Bu nedenle Allah Teâlâ, “ İnsanları Allah’a çağıran, iyi ve yararlı işler yapan ve ‘Ben bir Müslümanım’ diyen kimseden daha sözü güzel kim olabilir? Bilin ki, iyilikle kötülük asla bir değildir. Sen kötülüğü daima en iyi şekilde sav( kötülüğe iyilikle karşılık ver). Bir de bakarsın, aranızda düşmanlık olan kimse çok samimi bir dost oluvermiş! Fakat bu sadece sabırlı kimselere verilen bir meziyettir. Evet bu meziyet, sadece yüksek ahlak ve faziletten nasibi olanlara verilmiştir”[10] sözleriyle, iyiliğin evrensel boyutuna dikkat çekmekte, inananları bu konuda uyarmakta, böyle bir kişiliğe de ancak sabırlı, ahlak ve fazilet sahibi kişilerin ulaşabilecekleri mesajını vermektedir. Nitekim Kur’an’da böyle vasıflara sahip olan peygamberlerden söz edilmekte, bunlar arasında Hz. Muhammed’in ayrı bir konuma sahip olduğu; ahlakî kişiliğinin övüldüğü ve ümmetine örnek olarak gösterildiği görülmektedir.

Hz. Peygamber, bir gün namaz kılmak amacıyla Kâbe’ye gelir ve etrafına şöyle bir göz gezdirir. Bir tarafta Ebu Cehil ve arkadaşlarını, öbür tarafta Abdullah b. Mes’ud’u, diğer tarafta ise daha önce putlar için kurban edilmiş deve işkembesini ve bağırsaklarını görür.
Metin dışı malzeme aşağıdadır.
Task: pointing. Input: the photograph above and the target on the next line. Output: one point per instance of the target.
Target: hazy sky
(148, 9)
Put sevgisi iliklerine kadar işlemiş olan Ebû Cehil’in ve arkadaşlarının yanına gitmez. Zira o, ne zaman Kur’an okusa, onların kendisine hain gözlerle baktıklarını; “Putlara tapmayın, Allah’a şirk koşmayın, sadece ona kulluk edin” dediği için de kendisine düşman olduklarını biliyordu. Zira onların Ebu Tâlib’e gittiklerini, “Kardeşinin oğlu putlarımıza küfretti. Dinimizi ayıpladı, atalarımıza hakaretler etti” dediklerini, hatta onu tehdit ettiklerini de unutmamıştı.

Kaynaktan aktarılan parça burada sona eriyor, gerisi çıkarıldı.